I’ve just been reading this article by Neil Gaimon. The first half, about supporting kids reading choices, whatever they are, is great, and I completely agree with it. But for me, it’s about half way down the article that it starts to get really interesting, with this quote.

 “I was in China in 2007, at the first party-approved science fiction and fantasy convention in Chinese history. And at one point I took a top official aside and asked him Why? SF had been disapproved of for a long time. What had changed?

It’s simple, he told me. The Chinese were brilliant at making things if other people brought them the plans. But they did not innovate and they did not invent. They did not imagine. So they sent a delegation to the US, to Apple, to Microsoft, to Google, and they asked the people there who were inventing the future about themselves. And they found that all of them had read science fiction when they were boys or girls.”

This is the value I see in books. Books help us imagine. They help us see problems and solutions that aren’t our own. They help us consider other points of view. They let us inside the heads of people who are both similar and different to us. Mostly, they make us think.

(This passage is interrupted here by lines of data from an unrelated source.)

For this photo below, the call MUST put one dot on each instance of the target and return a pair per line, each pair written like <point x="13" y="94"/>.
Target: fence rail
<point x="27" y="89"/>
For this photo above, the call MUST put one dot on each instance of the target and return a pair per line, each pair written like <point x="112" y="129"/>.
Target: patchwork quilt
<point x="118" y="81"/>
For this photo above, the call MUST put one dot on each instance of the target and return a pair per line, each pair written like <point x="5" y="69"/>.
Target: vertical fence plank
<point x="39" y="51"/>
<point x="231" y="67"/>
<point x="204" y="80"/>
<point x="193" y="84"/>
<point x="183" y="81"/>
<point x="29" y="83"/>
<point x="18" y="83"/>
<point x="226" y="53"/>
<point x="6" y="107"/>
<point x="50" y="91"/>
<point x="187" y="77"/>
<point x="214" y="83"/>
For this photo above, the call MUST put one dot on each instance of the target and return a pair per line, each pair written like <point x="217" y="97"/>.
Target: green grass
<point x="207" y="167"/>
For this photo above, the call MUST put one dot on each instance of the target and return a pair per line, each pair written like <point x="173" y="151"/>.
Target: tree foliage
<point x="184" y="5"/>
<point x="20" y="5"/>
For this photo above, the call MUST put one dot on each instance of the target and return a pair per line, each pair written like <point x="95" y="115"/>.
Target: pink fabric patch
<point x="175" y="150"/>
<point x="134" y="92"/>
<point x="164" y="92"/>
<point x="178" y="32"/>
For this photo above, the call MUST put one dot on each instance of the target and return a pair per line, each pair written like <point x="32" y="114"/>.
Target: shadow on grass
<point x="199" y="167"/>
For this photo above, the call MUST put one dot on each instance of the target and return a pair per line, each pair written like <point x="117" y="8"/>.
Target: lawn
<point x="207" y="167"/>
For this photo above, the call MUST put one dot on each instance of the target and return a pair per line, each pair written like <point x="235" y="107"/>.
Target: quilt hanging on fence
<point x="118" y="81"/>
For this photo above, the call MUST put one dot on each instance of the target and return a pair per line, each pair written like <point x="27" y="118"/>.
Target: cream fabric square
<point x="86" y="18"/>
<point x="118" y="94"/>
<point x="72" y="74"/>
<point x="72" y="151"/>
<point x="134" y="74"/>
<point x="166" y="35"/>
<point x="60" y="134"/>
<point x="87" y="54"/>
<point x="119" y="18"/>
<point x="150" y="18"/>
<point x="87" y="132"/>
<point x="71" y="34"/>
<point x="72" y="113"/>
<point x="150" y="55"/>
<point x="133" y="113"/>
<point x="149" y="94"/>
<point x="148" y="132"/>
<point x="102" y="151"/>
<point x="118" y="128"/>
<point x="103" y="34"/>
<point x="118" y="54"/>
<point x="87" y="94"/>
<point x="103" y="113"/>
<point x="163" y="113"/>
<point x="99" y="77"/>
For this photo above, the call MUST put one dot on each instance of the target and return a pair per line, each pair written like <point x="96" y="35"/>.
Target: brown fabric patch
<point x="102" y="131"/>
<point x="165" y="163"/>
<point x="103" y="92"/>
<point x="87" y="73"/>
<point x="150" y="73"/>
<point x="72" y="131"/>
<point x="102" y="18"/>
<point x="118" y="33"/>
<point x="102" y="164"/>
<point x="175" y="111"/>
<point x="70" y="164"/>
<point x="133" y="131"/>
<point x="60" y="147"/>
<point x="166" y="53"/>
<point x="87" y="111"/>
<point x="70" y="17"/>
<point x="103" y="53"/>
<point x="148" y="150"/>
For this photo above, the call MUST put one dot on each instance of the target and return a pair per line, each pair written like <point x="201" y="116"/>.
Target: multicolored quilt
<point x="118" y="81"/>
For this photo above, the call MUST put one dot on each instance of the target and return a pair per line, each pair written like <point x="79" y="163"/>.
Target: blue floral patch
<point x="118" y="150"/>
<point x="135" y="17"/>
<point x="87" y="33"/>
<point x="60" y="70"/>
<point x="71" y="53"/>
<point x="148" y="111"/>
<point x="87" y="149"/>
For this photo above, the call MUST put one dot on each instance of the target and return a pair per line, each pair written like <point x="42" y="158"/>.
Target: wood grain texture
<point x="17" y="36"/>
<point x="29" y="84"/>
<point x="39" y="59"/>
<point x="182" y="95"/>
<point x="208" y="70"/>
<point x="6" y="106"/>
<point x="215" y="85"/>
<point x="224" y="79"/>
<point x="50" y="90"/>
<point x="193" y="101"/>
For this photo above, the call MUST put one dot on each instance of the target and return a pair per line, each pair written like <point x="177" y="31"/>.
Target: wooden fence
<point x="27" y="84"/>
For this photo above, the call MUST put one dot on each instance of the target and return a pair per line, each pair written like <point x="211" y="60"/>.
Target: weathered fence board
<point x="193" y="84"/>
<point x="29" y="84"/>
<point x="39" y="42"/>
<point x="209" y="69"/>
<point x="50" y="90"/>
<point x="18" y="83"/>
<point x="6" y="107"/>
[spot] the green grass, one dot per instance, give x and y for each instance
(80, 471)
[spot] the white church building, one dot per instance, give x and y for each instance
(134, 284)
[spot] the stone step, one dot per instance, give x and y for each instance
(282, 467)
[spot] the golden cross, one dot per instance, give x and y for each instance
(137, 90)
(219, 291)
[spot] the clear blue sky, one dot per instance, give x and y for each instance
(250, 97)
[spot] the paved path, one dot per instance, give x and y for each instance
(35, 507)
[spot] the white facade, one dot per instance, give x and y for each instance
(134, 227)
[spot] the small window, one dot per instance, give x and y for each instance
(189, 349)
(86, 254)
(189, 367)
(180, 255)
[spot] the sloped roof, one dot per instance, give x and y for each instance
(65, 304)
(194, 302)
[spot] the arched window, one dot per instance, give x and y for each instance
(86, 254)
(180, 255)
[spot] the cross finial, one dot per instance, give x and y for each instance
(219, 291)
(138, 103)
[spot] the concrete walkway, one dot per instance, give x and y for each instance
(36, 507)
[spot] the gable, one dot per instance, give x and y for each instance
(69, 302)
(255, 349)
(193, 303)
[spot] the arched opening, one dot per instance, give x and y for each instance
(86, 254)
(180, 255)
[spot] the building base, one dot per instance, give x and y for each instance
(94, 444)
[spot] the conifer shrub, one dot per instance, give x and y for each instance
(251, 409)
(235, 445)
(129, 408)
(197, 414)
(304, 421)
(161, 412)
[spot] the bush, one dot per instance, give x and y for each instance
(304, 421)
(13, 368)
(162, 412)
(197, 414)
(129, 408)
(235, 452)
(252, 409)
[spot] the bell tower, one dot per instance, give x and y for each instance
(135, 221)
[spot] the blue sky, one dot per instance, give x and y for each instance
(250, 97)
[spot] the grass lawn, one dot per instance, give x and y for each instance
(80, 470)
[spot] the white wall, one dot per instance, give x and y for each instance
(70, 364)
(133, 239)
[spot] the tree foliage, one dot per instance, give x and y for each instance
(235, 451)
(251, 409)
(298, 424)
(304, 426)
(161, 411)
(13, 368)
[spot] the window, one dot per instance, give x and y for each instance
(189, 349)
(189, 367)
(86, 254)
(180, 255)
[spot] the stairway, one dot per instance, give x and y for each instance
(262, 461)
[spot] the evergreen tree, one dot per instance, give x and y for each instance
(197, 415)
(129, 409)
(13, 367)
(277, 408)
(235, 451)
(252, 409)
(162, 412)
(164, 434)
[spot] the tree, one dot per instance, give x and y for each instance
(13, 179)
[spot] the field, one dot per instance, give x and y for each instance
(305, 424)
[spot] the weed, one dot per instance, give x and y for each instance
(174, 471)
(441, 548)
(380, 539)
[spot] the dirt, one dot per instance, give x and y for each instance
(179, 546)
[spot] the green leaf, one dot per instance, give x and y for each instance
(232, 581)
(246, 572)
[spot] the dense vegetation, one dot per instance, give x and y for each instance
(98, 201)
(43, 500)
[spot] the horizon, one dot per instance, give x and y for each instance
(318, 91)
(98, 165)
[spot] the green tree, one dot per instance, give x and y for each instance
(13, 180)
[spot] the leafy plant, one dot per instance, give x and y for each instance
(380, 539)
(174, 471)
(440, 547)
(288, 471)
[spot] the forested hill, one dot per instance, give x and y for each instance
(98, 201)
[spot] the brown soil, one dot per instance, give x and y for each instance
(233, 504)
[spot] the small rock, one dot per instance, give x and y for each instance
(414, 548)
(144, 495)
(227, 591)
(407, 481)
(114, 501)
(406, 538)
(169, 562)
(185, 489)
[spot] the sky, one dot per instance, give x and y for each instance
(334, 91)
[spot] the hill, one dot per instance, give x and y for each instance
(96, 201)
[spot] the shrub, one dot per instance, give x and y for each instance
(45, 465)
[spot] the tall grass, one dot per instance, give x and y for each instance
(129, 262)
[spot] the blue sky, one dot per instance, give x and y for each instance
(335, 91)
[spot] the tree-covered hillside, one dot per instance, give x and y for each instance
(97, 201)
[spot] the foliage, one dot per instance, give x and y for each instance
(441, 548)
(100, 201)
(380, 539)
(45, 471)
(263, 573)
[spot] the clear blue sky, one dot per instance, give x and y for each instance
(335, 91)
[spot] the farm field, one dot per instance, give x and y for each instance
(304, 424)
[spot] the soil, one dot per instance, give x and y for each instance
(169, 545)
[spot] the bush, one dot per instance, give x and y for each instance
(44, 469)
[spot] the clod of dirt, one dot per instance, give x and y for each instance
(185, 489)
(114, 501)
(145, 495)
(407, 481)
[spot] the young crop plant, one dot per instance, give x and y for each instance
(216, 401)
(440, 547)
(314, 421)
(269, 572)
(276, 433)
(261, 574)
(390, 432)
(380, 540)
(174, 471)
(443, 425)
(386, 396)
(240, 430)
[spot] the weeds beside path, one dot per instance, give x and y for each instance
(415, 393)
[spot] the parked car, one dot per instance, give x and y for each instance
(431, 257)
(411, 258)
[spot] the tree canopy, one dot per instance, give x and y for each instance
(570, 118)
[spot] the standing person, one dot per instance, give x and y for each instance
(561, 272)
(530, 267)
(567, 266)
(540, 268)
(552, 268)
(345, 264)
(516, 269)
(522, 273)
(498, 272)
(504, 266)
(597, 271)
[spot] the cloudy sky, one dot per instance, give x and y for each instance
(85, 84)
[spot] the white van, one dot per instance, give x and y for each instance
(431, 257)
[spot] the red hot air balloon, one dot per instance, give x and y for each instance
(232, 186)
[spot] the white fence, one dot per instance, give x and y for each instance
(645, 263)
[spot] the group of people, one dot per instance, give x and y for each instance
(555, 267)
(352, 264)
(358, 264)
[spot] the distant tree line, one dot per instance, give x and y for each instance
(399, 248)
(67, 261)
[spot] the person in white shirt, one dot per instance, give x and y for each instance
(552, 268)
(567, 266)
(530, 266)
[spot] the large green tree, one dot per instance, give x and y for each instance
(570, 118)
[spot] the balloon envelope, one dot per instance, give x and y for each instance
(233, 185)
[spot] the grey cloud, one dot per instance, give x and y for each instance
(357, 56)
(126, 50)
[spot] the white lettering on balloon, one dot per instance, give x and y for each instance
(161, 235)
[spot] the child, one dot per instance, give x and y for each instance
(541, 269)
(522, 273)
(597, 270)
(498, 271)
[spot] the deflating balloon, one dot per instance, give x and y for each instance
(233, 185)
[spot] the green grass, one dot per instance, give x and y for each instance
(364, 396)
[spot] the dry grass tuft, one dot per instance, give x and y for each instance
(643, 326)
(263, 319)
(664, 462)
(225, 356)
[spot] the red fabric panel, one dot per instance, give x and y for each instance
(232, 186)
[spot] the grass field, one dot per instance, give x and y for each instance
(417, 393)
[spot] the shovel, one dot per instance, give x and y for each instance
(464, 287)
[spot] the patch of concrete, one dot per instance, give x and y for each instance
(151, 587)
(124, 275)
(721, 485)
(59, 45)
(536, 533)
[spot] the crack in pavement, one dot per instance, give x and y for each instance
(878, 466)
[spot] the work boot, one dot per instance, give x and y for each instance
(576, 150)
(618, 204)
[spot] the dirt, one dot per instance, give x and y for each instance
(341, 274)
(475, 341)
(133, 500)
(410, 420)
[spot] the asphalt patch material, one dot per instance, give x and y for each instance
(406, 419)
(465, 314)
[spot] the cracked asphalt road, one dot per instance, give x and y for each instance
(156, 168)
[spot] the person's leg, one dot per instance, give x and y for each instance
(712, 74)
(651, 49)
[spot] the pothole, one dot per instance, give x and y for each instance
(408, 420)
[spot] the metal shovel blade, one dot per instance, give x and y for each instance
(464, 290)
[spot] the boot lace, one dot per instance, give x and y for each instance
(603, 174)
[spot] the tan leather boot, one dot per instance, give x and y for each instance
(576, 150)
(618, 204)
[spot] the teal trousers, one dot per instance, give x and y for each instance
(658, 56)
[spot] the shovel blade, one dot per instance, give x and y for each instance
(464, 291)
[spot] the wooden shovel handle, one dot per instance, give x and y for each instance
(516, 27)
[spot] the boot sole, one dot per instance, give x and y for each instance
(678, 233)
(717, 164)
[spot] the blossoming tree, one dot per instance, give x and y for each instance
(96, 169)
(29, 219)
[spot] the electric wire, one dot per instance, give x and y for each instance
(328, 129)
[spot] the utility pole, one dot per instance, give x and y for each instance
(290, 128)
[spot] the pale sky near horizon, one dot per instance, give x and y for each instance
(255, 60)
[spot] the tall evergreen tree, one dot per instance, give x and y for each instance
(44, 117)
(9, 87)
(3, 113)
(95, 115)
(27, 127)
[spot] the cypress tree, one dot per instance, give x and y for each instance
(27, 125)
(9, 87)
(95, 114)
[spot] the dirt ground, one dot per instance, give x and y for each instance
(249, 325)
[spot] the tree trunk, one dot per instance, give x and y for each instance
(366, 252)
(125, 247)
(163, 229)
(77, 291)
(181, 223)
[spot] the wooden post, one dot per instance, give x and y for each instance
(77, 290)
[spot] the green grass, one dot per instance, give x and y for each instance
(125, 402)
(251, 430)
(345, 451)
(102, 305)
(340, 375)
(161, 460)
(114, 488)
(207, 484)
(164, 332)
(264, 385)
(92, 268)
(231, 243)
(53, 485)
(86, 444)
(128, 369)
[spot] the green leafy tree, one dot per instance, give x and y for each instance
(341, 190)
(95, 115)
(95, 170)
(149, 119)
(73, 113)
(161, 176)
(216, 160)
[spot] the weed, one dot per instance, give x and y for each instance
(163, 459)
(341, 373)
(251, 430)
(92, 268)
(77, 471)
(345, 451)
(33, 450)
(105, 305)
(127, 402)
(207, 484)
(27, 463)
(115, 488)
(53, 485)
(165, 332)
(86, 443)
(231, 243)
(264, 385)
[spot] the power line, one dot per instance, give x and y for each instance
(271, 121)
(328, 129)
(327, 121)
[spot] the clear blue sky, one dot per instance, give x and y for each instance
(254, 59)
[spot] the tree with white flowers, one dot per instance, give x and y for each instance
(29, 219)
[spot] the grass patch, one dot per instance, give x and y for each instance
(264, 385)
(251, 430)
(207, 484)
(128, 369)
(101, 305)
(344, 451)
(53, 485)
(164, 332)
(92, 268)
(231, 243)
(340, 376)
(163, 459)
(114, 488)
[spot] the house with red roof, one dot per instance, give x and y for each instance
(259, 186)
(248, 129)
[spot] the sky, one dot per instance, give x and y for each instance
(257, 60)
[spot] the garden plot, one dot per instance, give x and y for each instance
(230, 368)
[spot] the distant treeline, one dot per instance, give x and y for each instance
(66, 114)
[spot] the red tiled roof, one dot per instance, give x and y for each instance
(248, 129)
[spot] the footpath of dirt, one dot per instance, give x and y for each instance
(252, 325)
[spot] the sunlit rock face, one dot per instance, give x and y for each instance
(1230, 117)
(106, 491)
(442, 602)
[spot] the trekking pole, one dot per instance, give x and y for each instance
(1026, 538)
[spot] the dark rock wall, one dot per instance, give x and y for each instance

This is the hope I have for my books, and why I write. They may not be literary masterpieces. They’re more about realistic people in realistic situations. I hope my books make people think, even a little. My sci-fi books aren’t so much about technological inventions, or exciting space battles, but about the social aspects of technology and society.

With how rapidly technology is changing out lives, we all have a lot to adjust to. Parents are struggling with kids who know more about technology than they do. (Even I do, and I consider myself pretty technologically competent.) Society is facing many questions. It’s no longer about what we can do, but about what we should do.

I don’t pretend to have any answers. I’m not sure anyone does. But I hope that if we raise our kids to think, to really think, then they’ll be that much closer to figuring them out.

If I make one person think, with my writing, then I consider that a success.

What book have you read lately that made you think?